私の歌詞の原点だと思います。何ていうか、メアリーもあんまりいい恋をしてないっていうか(笑)。でも、そこに女性としてのパワーに満ちていている。歌詞的には、男性じゃなくて、女性が書くものに共感してきた気がします。
アルバムで言えば『メアリー』(1999年)とか、凄く好きだったんですけど、さっきも話したように、私は彼女のような太い声じゃないので「こういう風には歌えないなあ」とも思ってました。
その頃から、マックスウェル、エリック・ベネイ、ディアンジェロ、エリカ・バドゥなんかを聴くようになっていって、ヒップホップ・ソウルからネオ・ソウルへ移っていく感じです。
気づかされた日本語のグルーヴ
いわゆる"ネオ・ソウル"、"ニュー・クラシック・ソウル"って呼ばれた人たちは、ジャジーなサウンドも凄く好きだったし、何より高音域が私の歌の練習にちょうど良かったっていう(笑)。マックスウェルもエリック・ベネイも、今思うと、みんなジャジーなバックビート派だっていうことと、ファルセットがすごくキレイなんだけど、声質自体は強い。
私はそういうタイプのシンガーを「喉の筋肉=ノド筋が強い」って呼んでいるんですけど(笑)。ノド筋が強いファルセットが綺麗なシンガーに傾倒していった時期がありましたね。

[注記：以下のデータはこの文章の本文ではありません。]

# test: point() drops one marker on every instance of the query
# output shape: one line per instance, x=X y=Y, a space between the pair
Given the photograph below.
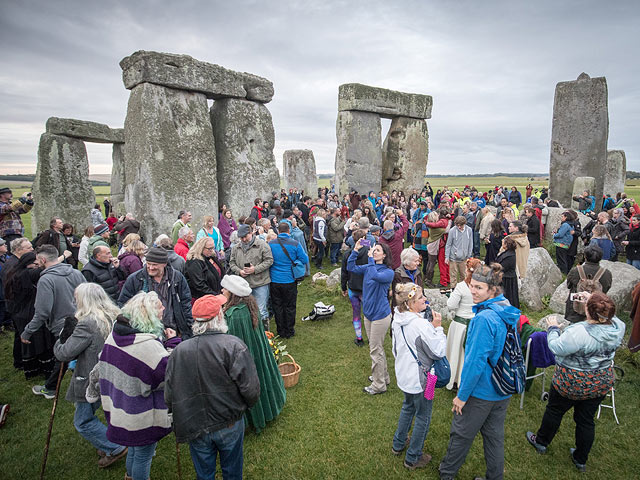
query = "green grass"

ちょうどその頃、MISIAさんがデビューして、私にしては珍しく国内のアーティストにすーっと反応したんですね。「包み込むように」を聴いて、うわ、かっこいいって。日本語でもかっこよく美しく聴こえるんだーって。日本人では、あと久保田利伸さんのアルバム『ラ ラ ラ ラヴ サング』が好きだった。
MISIAさん、久保田さんもノド筋系ですね。
高校時代はネオ・ソウルに浸ってました
エリック・ベネイ、そしてマックスウェル、ディアンジェロといった、いわゆる"ネオ・ソウル"系に完全にはまったのは高校生の頃です。大人っぽいソウル・ミュージックがしっくりきてたんですね。エリック・ベネイはとにかく大好きです。『ア・デイ・イン・ザ・ライフ』とか、今まで何回聴いたかもうわからないですね。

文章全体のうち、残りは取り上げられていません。